It requires tracing the visited state and action. The recorderRandBot will look like:

class RecorderRandBot :
    def actions(self):
        return [ 'keep-keep-keep', 'keep-keep-roll', 'keep-roll-keep', 'keep-roll-roll',
            'roll-keep-keep', 'roll-keep-roll', 'roll-roll-keep', 'roll-roll-roll' ]

    # Player interface :
    def wakeUp(self, playerId, numberOfPlayers, gameConf):
        #initialize traces empty
        self._traces= []

    def perceive(self, gameState):
        self._horizon= gameState.child(1).digit(1)
        self._dices= gameState.child(2).digits()
        self._score= gameState.child(2).value(1)

    def decide(self):
        state= f"{self._dices[0]}-{self._dices[1]}-{self._dices[2]}"
        action= random.choice( self.actions() )
        self._traces.append( {'state': state, 'action': action} )
        return DataTree(action)

    def sleep(self, result):
        # open a State.Action.Value file in append mode:
        logFile= open( "log-SAV.csv", "a" ) 
        # For each recorded experience in trace
        for xp in self._traces :
            # add a line in the file
            logFile.write( f"{xp['state']}, {xp['action']}, {result}\n" )
        logFile.close()

Important: the recording can only be done at sleep time.

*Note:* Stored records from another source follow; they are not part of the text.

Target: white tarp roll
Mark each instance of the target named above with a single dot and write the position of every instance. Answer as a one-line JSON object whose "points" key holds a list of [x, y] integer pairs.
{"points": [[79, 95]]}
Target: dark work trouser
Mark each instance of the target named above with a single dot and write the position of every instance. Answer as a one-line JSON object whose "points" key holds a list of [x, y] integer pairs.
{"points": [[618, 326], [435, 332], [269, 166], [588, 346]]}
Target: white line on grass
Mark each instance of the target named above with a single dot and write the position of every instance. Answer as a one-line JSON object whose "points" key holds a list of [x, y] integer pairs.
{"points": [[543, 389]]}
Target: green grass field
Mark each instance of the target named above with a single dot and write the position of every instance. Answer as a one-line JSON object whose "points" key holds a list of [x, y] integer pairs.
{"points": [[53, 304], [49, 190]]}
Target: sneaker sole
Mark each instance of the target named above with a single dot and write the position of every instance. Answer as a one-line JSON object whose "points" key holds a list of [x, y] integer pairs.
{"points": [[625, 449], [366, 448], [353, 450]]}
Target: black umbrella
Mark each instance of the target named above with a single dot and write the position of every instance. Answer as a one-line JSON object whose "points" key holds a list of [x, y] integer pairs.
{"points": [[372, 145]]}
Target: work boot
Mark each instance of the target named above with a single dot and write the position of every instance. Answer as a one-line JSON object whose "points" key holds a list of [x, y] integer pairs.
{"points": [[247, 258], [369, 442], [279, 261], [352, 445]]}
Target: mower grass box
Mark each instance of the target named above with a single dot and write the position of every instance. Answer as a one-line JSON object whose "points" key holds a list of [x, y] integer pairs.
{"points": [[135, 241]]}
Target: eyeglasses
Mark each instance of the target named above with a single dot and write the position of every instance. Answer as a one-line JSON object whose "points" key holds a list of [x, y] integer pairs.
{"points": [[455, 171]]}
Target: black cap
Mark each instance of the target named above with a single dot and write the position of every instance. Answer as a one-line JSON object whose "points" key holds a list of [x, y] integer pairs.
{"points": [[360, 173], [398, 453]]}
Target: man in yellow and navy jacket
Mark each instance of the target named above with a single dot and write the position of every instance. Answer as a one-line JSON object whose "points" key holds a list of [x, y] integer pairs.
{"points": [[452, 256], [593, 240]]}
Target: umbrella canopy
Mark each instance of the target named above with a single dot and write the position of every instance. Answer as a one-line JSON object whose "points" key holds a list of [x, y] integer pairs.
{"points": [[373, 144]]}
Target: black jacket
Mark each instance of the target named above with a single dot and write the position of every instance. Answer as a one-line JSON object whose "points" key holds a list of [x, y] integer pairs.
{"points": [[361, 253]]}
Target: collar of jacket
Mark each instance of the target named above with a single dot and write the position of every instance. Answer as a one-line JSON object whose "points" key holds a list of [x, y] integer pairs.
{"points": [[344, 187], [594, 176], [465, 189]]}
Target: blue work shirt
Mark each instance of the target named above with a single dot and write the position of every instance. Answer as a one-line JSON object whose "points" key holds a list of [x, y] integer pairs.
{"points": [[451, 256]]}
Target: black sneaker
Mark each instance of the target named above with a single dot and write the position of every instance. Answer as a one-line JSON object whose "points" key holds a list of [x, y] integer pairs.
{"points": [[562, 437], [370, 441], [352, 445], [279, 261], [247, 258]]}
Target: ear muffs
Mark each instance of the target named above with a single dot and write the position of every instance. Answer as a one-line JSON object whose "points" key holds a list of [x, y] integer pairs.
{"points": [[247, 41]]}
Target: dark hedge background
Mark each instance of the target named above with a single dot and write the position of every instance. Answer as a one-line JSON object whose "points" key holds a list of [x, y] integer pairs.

The bot needs to reach the end of the game to evaluate the succession of actions it performed.

Tracing the visited state and actions is performed at decide step, with a traces attribute initialized at wake-up step.

You can open your log-sav.csv (state, action, value) files to see their content.

Process the data

Processing the log-sav.csv file consists of generating a structure matching a coherent policy from brute data. Typically, the structure can be simply a dictionary over possible states. ie: policy= { 'state1': 'actionInState1', 'state2': 'actionInState2', ... }

Dictionary: - Python documentation - On w3school

But first, it is required to read the log file and group the same experiences together. For instance, in state '4-3-1' random strategy will try several times the action 'keep-roll-keep' with different results.

The simplest way to do that is to create a dictionary over state referencing dictionaries over action referencing lists of reached scores (expected result: data['state']['action'] -> a list of value).

Here, an example of the load section for the script process-sav.py:

data= {}

# Load data..
logFile= open("log-SAV.csv", "r")
for line in logFile :
    state, action, value= tuple( line.split(', ') )
    value= float(value)
    if state not in data :
        data[state]= {action: [value]}
    elif action not in data[state]:
        data[state][action]= [value]
    else :
        data[state][action].append( value )
logFile.close()

for state in data :
    print( state +": "+ str(data[state]) )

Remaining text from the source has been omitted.